Along with the entire Jewish community of Aleppo, he witnessed many
atrocities. Friends and family members often disappeared, never to be
heard from or seen again, or were slaughtered during broad daylight for
all to see. One incident involving a Jewish family man who was hiding
from the Muslims, lead to his three young daughters being kidnapped from
the marketplace and held captive for days, where they were tortured and
ultimately killed. A few days later, their cut-up bodies were delivered
to the family’s home and left on their doorstep in a sack.
Being Jewish became a crime and my grandfather was convicted of it.
Men, women and children were often hung for this crime in the town
square, as the Arabs cheered. My grandfather was luckier than most.
He had established strong, positive relationships with both the Arabs
and Jews over the years (professionally and socially), and boasted
about having the son of Syria’s chief of police as his best friend. But,
at the risk of appearing disloyal, everyone had no choice but to put
aside their personal feelings for political ones.
So my grandfather was allowed to live, but he was thrown in jail.
Many were left in there for days on end, starved, tortured and
belittled, and left to stand in dirt and feces. Even luckier for him was
that his relationship with the Arabs secured him a nightly release, but
each morning he was put back into that same jail cell.
Never knowing if things would improve, or if they would continue to
worsen, his family had no choice but to leave. Slowly, he began securing
the escape of his younger siblings and his dear mother.
One night, being the final family member left, Joseph turned on all
the house lights, left the radio at full blast, unlocked the front door
and left forever. He escaped across the border into Lebanon with a fake
passport, which listed his birthplace as Philadelphia. He left behind
all his cherished family heirlooms, belongings, money and memories. When
he crossed the border safely into Lebanon, he ran out from the vehicle,
kissed the ground and began singing a song of freedom.

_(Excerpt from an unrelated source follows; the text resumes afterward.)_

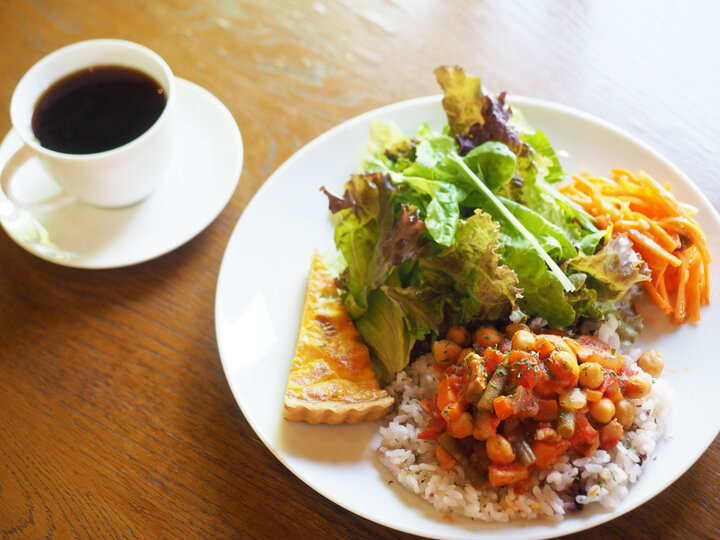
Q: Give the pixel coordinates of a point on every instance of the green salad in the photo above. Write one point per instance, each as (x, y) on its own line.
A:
(464, 226)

This was not an easy interview for me to sit through. It was the
first, and maybe the only, time he had ever spoken about this in his
life. Most of my family didn’t know what I did. I knew he was in pain
and I knew he was afraid of people knowing the truth. But I also knew I
had a duty to my ancestors and my heritage to learn what really
happened. I began interviewing other family members and gathering
stories and photos. In the end, I had a full-length documentary on my
grandfather’s life titled, Wanted: The Joseph Esses Story.